Mas, apesar dos perigos do reconhecimento facial, o sistema melhorou, sem ser100% fiável. Em 2018 o FBI (Departamento Federal de Investigação norte americano) informou que quando recorreu a esta tecnologia para identificar suspeitos, em 85% dos casos eram identificados 49 falsos positivos para 1 positivo verdadeiro, tendo os agentes de fazer identificação tradicional com o olho humano.

Mas e se evoluirmos para uma fase em o olho humano, quem garante que não somos identificados no lugar do criminoso? 

perigos do reconhecimento facial

Privacidade e dados pessoais comprometidos

Atualmente as empresas privadas que gerem equipamentos e serviços com reconhecimento facial já possuem bases de dados maiores do que os serviços governamentais ou policiais de vários países. E esta pode ser uma das chaves dos perigos do reconhecimento facial.

As redes sociais e empresas como a Amazon ou Google lideram o tamanho destas bases de dados, uma vez que juntam às suas próprias soluções de reconhecimento facial, um verdadeiro manancial de dados e imagens que recolhem dos seus utilizadores.  Muitas deles, oferecidas de livre vontade pelos mesmos.

Como nunca sabemos bem a quem é que estas empresas vendem estas bases de dados e já testemunhamos várias e gravíssimas falhas de segurança nas suas plataformas, a situação fica ainda mais obscura.

Em alguns países, como o Reino Unido, bases de dados deste tipo já estão também a ser criadas para utilização em supermercados, donos de bares e mesmo condomínios privados para vigiar supostos criminosos que costumam criar problemas nesses locais. 

O procedimento costuma ser o de identificar o delinquente ou criminoso na sua base de dados privada, para depois entregar esses dados às autoridades oficiais da sua região. Mas e o que vai acontecer se alguém ou algum grupo decidir fazer justiça pelas próprias mãos face a comportamentos que consideram ilícitos?

E se essas pessoas o fizerem face à identificação de um falso positivo? É fácil de perceber algum tipo de caos social no horizonte se não forem feita uma reflexão em todos os quadrantes sociais.
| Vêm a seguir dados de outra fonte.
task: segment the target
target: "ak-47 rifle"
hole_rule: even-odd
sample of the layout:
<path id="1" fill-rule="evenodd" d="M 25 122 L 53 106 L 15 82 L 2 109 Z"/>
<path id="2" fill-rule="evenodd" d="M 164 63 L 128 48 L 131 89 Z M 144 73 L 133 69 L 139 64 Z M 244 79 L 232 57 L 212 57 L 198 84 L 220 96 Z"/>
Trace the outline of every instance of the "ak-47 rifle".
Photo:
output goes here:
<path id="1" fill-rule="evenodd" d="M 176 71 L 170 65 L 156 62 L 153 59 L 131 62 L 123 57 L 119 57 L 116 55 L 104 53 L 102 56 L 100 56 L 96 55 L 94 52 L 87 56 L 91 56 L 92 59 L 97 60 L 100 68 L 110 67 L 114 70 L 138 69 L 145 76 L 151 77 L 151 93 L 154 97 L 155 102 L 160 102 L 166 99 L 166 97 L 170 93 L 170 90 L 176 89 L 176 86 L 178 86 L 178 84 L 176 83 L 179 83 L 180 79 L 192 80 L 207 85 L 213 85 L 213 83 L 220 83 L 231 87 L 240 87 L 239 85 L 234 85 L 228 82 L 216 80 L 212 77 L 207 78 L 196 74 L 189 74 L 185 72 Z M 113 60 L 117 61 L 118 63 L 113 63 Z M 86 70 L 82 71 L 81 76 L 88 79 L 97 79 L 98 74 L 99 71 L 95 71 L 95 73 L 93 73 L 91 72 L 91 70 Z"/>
Perigos do reconhecimento facial: o problema legislativo

Enquanto o reconhecimento facial era utilizado por departamentos de polícia oficiais, em aeroportos e fronteiras, os danos pareciam minimamente controlados. Mas a expansão destes sistemas e a sua utilização por empresas de segurança privada veio evidenciar uma lacuna legal. 

Enquanto que estes enquadramento já existem para a recolha e guarda de dados sobre o ADN ou impressões digitais de suspeitos que depois são ilibados, no que diz respeito aos dados sobre o seu reconhecimento facial ainda estamos a dar os primeiros passos para essa regulamentação. 

Reconhecimento facial: um perigo ou o futuro?
Não perca Reconhecimento facial: um perigo ou o futuro?

Os perigos do reconhecimentos facial preventivo

Os sistemas biométricos de reconhecimento facial podem fazer estudos estatísticos sobre características físicas, mas também sobre comportamentos. 

A detecção de elementos como personalidade, sentimentos, emoções e saúde mental a partir das expressões faciais dos indivíduos é o próximo passo da tecnologia de reconhecimento facial. 

Isto quer dizer que, uma vez em funcionamento, o acesso à saúde, justiça, educação e emprego poderiam passar a estar condicionados pela expressão do nosso rosto, potenciando discriminação a vários níveis com base apenas no aspecto físico.

Para muitos o conselho mais sensato é que se avance com cautela no que diz respeito ao reconhecimento facial.

É uma tecnologia do futuro que já chegou, que que é possível e que já está a funcionar, mas que levanta muitas questões sobre se é ou não aceitável para o futuro que queremos ter nas sociedades humanas.